Staff working for the UK ME/CFS Biobank at the London School of Hygiene and Tropical Medicine have had another paper published in a peer-reviewed journal.
Here, the team – whose running costs are currently funded wholly by the ME Association's Ramsay Research Fund – ask whether long-running disputes about selection bias and disease misrepresentation are holding back progress in ME/CFS research.
From the Journal of Health Psychology (open access piece), 1 March 2017.
How have selection bias and disease misclassification undermined the validity of myalgic encephalomyelitis/chronic fatigue syndrome studies?

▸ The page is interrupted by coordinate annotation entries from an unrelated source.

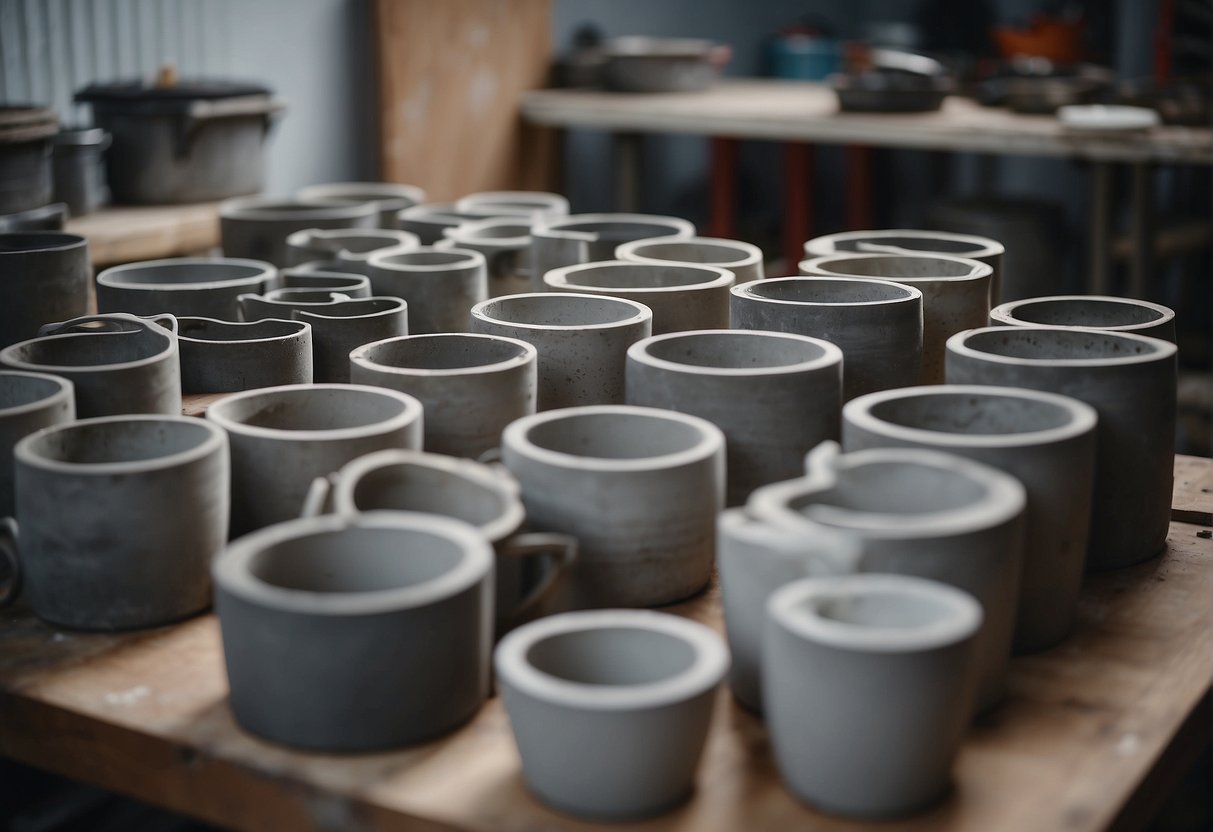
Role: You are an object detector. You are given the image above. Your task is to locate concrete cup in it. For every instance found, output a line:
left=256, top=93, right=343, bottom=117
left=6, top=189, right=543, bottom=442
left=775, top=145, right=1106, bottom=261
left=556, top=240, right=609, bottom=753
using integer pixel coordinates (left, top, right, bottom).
left=627, top=330, right=843, bottom=506
left=471, top=292, right=653, bottom=410
left=730, top=278, right=922, bottom=401
left=0, top=415, right=228, bottom=631
left=501, top=405, right=724, bottom=608
left=494, top=610, right=729, bottom=820
left=543, top=260, right=734, bottom=335
left=349, top=332, right=539, bottom=458
left=842, top=384, right=1098, bottom=653
left=763, top=575, right=983, bottom=820
left=947, top=326, right=1177, bottom=571
left=213, top=512, right=492, bottom=751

Luis Nacul, Eliana M Lacerda, Caroline C Kingdon, Hayley Curran, Erinna W Bowman
‘Cure ME' Team at the London School of Hygiene and Tropical Medicine.
Abstract
Myalgic encephalomyelitis/chronic fatigue syndrome has been a controversial diagnosis, resulting in tensions between patients and professionals providing them with care. A major constraint limiting progress has been the lack of a ‘gold standard’ for diagnosis; with a number of imperfect clinical and research criteria used, each defining different, though overlapping, groups of people with myalgic encephalomyelitis or chronic fatigue syndrome.
We review basic epidemiological concepts to illustrate how the use of more specific and restrictive case definitions could improve research validity and drive progress in the field by reducing selection bias caused by diagnostic misclassification.